In the above plots, you can see that the signal in the third plot is identical to that of the first and the second tones, except that it's amplitude is almost doubled. However, if the tones are far apart, like 1000Hz and 1100Hz, then the result looks interesting.
In this case, from the 3rd plot, you can see that sometimes the tones reinforce each other, almost doubling the amplitude, and sometimes they cancel each other, resulting in a period of silence. All this happens so quickly and you may not be able to distinguish (hear) each of these phenomena separately.

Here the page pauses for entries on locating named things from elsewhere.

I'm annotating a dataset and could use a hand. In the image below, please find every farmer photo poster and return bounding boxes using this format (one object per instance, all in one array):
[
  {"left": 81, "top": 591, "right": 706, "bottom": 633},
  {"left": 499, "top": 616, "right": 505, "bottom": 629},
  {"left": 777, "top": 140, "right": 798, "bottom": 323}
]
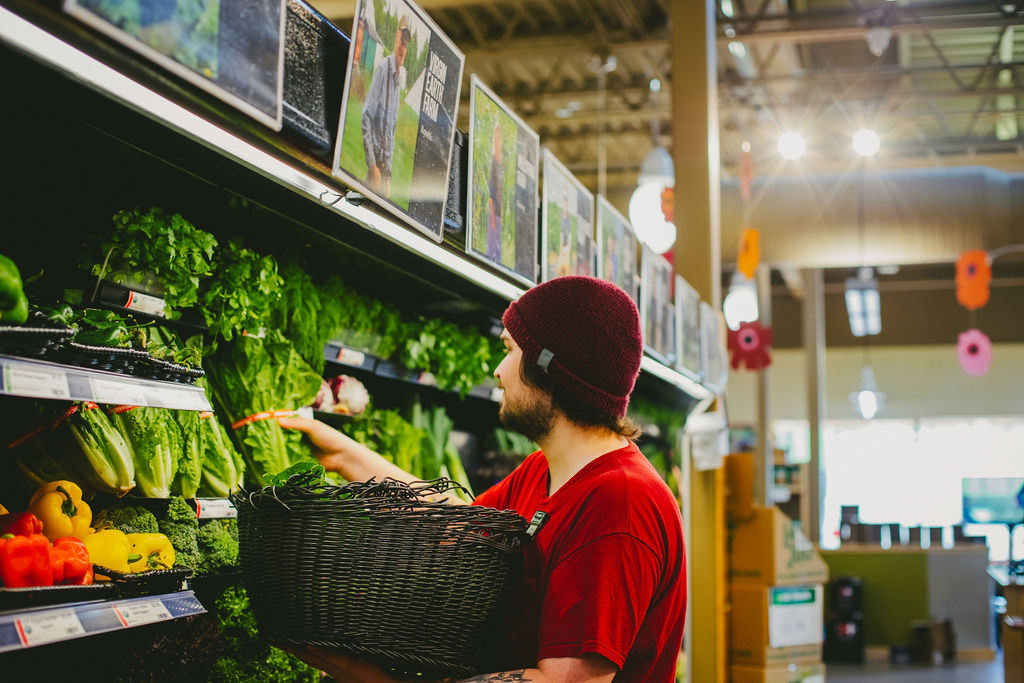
[
  {"left": 640, "top": 247, "right": 676, "bottom": 366},
  {"left": 63, "top": 0, "right": 285, "bottom": 130},
  {"left": 334, "top": 0, "right": 465, "bottom": 242},
  {"left": 597, "top": 195, "right": 640, "bottom": 305},
  {"left": 541, "top": 148, "right": 596, "bottom": 281},
  {"left": 466, "top": 74, "right": 541, "bottom": 285}
]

To answer your question about how the speaker is able to reproduce two tones, assume that the y-axis of the third plot is also the displacement of the cone, i.e., 0V corresponds to stationary cone. 2V, corresponds to the cone pushed forward by 2cm and -2V corresponds to the cone pushed backward by 2cm, and so on. I may be oversimplifying here, and things will never be as linear as the way I put it. When you feed the two-tone signal to the speaker, the cone starts moving. As the voltage rises from 0V to 2V, the cone gets pushed forward by 2cm. When the voltage falls to 0V and then to -2V, the cone gets pushed backward by 2cm. The cone experiences +/-2cm displacements, from the resting position, during the period [0s, 0.002s]. And, during [0.004s, 0.006s], the cone is hardly displaced. If you note the times carefully, you can see that the periods of max and min displacements are only in the order of roughly 2ms, i.e., they happen very quickly. If you look at a longer time window, you can see that these periods repeat.
As the cone moves, it causes compression and rarefaction of air, which produces sound. The particular pattern of movement in this case, causes us to hear two tones. Hope this helps!